In mammals, nonassociative learning also involves a secondary form of habituation, called desensitization. Desensitization engages memory to record the habituation and then apply it more generally using a different, surrogate pathway, says Poon.
A study of respiratory rhythms first exposed desensitization as a type of nonassociative learning. If you take a deep breath, says Poon, filling his lungs, the Hering-Breuer reflex tells you not to breathe in anymore. Its time to relax and expire. But if a mechanical respirator is keeping a patients lungs artificially inflated with continual air pressure, a common therapy for patients with sleep apnea or in critical care to keep their lungs and airways open, it is also preventing the patient from breathing out. Meanwhile, the brain is keeping the patient from inhaling. The result of this deadlock is respiratory arrest.

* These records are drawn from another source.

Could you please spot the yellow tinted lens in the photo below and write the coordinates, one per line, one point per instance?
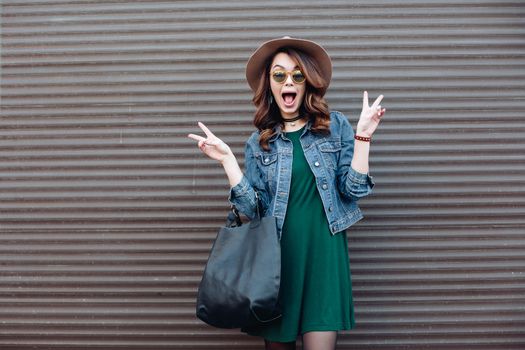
(279, 76)
(298, 76)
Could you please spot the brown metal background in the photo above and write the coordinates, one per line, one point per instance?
(107, 211)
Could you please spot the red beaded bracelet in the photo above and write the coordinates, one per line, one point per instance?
(362, 138)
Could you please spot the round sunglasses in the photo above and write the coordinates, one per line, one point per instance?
(280, 76)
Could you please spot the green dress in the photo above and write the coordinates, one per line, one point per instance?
(316, 291)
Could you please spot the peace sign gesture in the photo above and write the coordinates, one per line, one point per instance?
(211, 145)
(370, 116)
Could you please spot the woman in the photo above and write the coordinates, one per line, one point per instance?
(309, 170)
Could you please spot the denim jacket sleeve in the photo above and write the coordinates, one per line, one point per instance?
(351, 183)
(242, 195)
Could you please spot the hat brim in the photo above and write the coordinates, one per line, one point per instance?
(256, 62)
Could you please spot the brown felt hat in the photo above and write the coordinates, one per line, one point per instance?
(258, 59)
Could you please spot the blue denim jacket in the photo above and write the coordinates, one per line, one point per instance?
(329, 157)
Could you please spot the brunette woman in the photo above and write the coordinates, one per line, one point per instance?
(309, 169)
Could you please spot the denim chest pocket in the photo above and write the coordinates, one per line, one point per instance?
(268, 164)
(330, 151)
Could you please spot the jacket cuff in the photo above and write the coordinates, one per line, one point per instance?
(239, 190)
(360, 178)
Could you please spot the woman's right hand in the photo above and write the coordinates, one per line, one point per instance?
(211, 145)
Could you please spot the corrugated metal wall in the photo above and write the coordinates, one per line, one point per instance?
(108, 211)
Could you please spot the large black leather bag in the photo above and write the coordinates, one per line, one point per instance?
(240, 284)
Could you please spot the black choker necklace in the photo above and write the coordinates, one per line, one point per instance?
(292, 120)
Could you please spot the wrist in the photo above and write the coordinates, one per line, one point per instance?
(228, 159)
(362, 138)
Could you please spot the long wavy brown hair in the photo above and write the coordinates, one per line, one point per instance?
(267, 115)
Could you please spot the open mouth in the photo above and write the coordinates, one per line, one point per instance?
(289, 98)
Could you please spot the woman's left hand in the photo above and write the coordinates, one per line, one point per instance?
(370, 116)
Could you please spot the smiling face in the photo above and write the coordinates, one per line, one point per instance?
(288, 95)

After a moment, however, habituation and desensitization kick in. The vagus nerve, which detects when the lungs are full, habituates to the full signal. At the same time, says Poon, the pneumotaxic center of the pons, the region of the brain that controls rhythmic breathing, counterbalances the Hering-Breuer reflex by zeroing out its relevant neural receptors. As a result, breathing resumes and begins to synchronize with the imposed rhythm of the respirator.
In tests of rats under artificial respiration, Poon found that, if using a suitable rhythm, rats adapted to the mechanical ventilation. Severing the vagus nerve, the nerve supporting habituation, eliminated their ability to adapt. Lesions in the pons, the region supporting desensitization, impaired adaptation.
Poon also found that this learning capability enabled mice to adapt to an artificial rhythm even when the mechanical respirators applied constant air pressure. The rats effectively tuned out this extra pressure, filtering it out as background noise.